Pluralité textuelle et transformation sémantique de l’hébreu vers le grec

Pluralité textuelle et transformation sémantique de l’hébreu vers le grec

Pluralité textuelle et transformation sémantique
de l'hébreu vers le grec

Participants: Eberhard Bons, Jan Joosten, Daniela Scialaba

Du fait d’être le passage d’une culture à une autre, la traduction grecque de la Bible témoigne d’une adaptation sémantique, culturelle et signifiante du texte source vers le langage cible. Depuis les années 1980 environ, les chercheurs ont signalé des innovations à plusieurs niveaux, dont le vocabulaire, la rhétorique et le style. Dans le cadre du projet, il s’agit en particulier de combler des lacunes concernant le vocabulaire. En fait, la LXX introduit de nombreux mots grecs dont le sens diverge considérablement de leurs équivalents hébreux. À titre d’exemple, on peut citer le Psautier grec qui évite de parler de Dieu en termes de « rocher », « forteresse », mais qui remplace ce vocabulaire par un autre qui présente des similitudes avec le langage des papyrus grecs.
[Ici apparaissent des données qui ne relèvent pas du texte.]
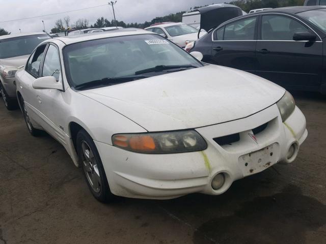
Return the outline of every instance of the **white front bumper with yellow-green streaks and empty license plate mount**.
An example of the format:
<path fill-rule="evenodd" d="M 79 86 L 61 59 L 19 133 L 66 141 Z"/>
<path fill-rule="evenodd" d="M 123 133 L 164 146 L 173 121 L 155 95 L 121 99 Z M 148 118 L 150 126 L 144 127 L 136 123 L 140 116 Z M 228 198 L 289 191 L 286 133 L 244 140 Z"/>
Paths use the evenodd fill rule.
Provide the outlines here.
<path fill-rule="evenodd" d="M 267 127 L 260 127 L 266 123 Z M 258 128 L 254 130 L 256 133 L 253 133 L 254 128 Z M 306 119 L 300 109 L 296 107 L 282 123 L 276 105 L 246 118 L 196 131 L 208 144 L 204 151 L 139 154 L 95 141 L 112 193 L 151 199 L 169 199 L 196 192 L 219 195 L 237 179 L 261 172 L 278 162 L 293 162 L 308 135 Z M 229 135 L 237 135 L 239 140 L 220 145 L 225 141 L 223 138 L 230 139 L 224 137 Z M 293 143 L 295 151 L 288 159 Z M 214 190 L 211 182 L 219 173 L 224 174 L 225 183 Z"/>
Les recherches relatives au vocabulaire spécifique de la Septante ont fourni des résultats importants. Cependant, on constate encore des lacunes énormes que notre analyse cherche à combler. Il s’agit en particulier du vocabulaire religieux ou théologique au sens strict : la terminologie employée pour parler des « idoles », les verbes ou les substantifs utilisés pour parler de la « conversion », les épithètes divines propres à la Septante.

Du fait de sa temporalité, le phénomène de traduction est une photographie de l’interprétation d’un texte donné à une époque donnée – la traduction ancienne donne ainsi accès à une pluralité d’interprétations à une date donnée. Un grand nombre de variantes textuelles est dû au fait que les traducteurs grecs avaient sous les yeux un texte hébreu non vocalisé. Un tel texte se prête a priori à différentes interprétations (p. ex. la forme wšbty en Ps 23,6 ou le mot nd ou nwd en Ps 33,7). Or il est improbable que les traducteurs aient choisi toutes les traductions grecques de leur propre chef ou gratuitement. Au contraire, même si les récits sur l’origine de la Septante présentent des traits légendaires, il est vraisemblable que les traductions grecques ont joui de l’approbation des communautés. De ce fait, la LXX est à l’origine d’un grand nombre de variantes textuelles qui ont eu un impact sur des traductions plus récentes, p. ex. la Vulgate, ainsi que sur les commentaires bibliques anciens. De toute façon, une meilleure connaissance de la Septante et des choix faits par les traducteurs nous permet de mieux distinguer entre les variantes dues à la Vorlage non vocalisée ou à des interprétations ou corrections apportées par les traducteurs.

Traduit par des bi-culturels à l’aise dans deux langues, le texte traduit a fini par être interprété et transmis par des personnes qui ne maitrisent que la langue cible, ce qui laisse le champ pour une création interprétative nouvelle. À ce propos il est intéressant de constater les répercussions du langage de la LXX sur des textes plus récents d’origine juive et chrétienne. En fait, la question se pose de savoir dans quelle mesure les traducteurs ont créé un vocabulaire, voire un style qui a marqué la littérature juive et chrétienne postérieure. Dans d’autres cas, il serait intéressant de vérifier quelle terminologie n’apparaît que dans la Septante mais pas dans les textes plus récents, p. ex. chez Philon et Flavius Josèphe.